25/10/2011
Monsignor Lahham durante una funzione religiosa nella cattedrale di Tunisi.
“I tunisini hanno fatto la loro scelta, la rispettiamo. Ora però ci auguriamo che venga redatta una Costituzione laica”. Più che un timore sembra un auspicio quello dell’arcivescovo di Tunisi, monsignor Maroun Lahham, all’indomani della vittoria del partito di ispirazione islamica Ennahda alle storiche elezioni per la Costituente tunisina.
Era la prima volta che i tunisini venivano chiamati al voto dopo la fuga di Zine el-Abidine Ben Ali, lo scorso 14 gennaio. E la risposta è stata senza precedenti, con un’affluenza alle urne che ha superato il 90%, rendendo ancor più importante il risultato elettorale di Ennahda.
Ma il vescovo Lahham, palestinese di Haifa, non si scompone: “La Tunisia è un Paese del tutto particolare all’interno del mondo arabo – spiega – e l’Islam tunisino è sempre stato più moderato rispetto a quello di altri Paesi. A questo si aggiunga che il partito Ennahda si presenta a sua volta come partito islamico moderato. Lo stesso leader Ghannouchi, dopo i 20 anni di esilio trascorsi a Londra, ha avuto modo di temperare la propria visione politica”.
Nessuno spauracchio fondamentalista, dunque, anche se il vescovo non manca di sottolineare alcuni aspetti controversi di questa vittoria: “Mi riferisco alla campagna elettorale – dice – durante la quale Ennahda ha sempre utilizzato un doppio linguaggio, senza fornire mai una risposta chiara su temi importanti quali la condizione femminile o la laicità della Costituzione. Noi osserveremo con attenzione il lavoro di questa Costituente, anche perché da essa dipende il nostro futuro”.

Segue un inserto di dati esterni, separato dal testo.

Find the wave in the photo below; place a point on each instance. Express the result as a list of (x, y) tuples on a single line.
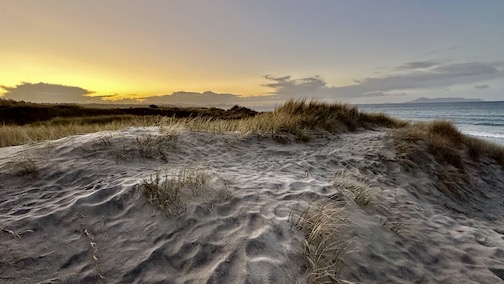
[(489, 123), (484, 134)]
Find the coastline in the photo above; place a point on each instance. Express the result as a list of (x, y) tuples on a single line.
[(82, 217)]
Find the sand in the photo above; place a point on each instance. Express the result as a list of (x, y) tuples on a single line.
[(71, 211)]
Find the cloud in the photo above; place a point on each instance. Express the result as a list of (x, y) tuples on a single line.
[(418, 65), (48, 93), (481, 87), (422, 75)]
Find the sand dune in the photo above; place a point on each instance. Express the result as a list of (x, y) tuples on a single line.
[(72, 211)]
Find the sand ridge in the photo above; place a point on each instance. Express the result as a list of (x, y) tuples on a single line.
[(81, 217)]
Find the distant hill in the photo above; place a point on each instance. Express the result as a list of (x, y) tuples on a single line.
[(442, 100)]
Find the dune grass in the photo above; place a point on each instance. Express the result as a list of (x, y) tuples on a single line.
[(452, 151), (298, 117), (166, 192), (323, 225)]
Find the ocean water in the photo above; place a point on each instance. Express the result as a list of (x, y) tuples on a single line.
[(480, 119)]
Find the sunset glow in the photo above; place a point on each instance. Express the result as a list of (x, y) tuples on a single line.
[(347, 51)]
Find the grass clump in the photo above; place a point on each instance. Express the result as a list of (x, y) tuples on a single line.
[(296, 117), (452, 151), (323, 225), (166, 193)]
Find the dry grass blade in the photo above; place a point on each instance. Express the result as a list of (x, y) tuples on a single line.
[(323, 225), (10, 232), (166, 192)]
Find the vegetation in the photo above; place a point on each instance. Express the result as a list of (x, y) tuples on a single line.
[(452, 151), (299, 118), (323, 225), (166, 193)]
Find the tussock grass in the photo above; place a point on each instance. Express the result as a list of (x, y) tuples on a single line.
[(152, 146), (11, 135), (166, 192), (323, 226), (447, 143), (297, 117), (452, 152)]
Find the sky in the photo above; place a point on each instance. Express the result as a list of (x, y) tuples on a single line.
[(252, 53)]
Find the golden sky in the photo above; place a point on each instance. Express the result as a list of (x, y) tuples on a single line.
[(369, 51)]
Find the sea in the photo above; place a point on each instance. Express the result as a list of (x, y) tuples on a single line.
[(484, 120)]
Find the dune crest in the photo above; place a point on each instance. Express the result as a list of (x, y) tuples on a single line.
[(72, 211)]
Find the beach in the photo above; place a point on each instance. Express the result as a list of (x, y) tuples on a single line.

La percentuale di preferenze raggiunta, seppur rilevantissima, non permetterà tuttavia a Ennahda di ottenere la maggioranza assoluta dei seggi. Un dato che, assieme al particolare contesto culturale e religioso tunisino, non sembra far presagire problemi per l’attività della Chiesa Cattolica. “Il nostro apostolato è sempre stato rispettato dai tunisini – ancora il vescovo – e noi ci siamo appassionati a questa rivoluzione, senza prendervi parte, ma osservandola dall’esterno e cercando di comprenderne le ragioni”.
Non a caso, uno degli ultimi documenti prodotti è per l’appunto una lettura teologica della rivoluzione, basata sull’Apocalisse di San Giovanni. “E’ bastato un mese per fare la rivoluzione – conclude il vescovo – ci vorrà un anno per redigere la Costituzione. Ora vedremo quanto tempo sarà necessario per raggiungere una vera cultura democratica. Io sono fiducioso, arriverà presto”.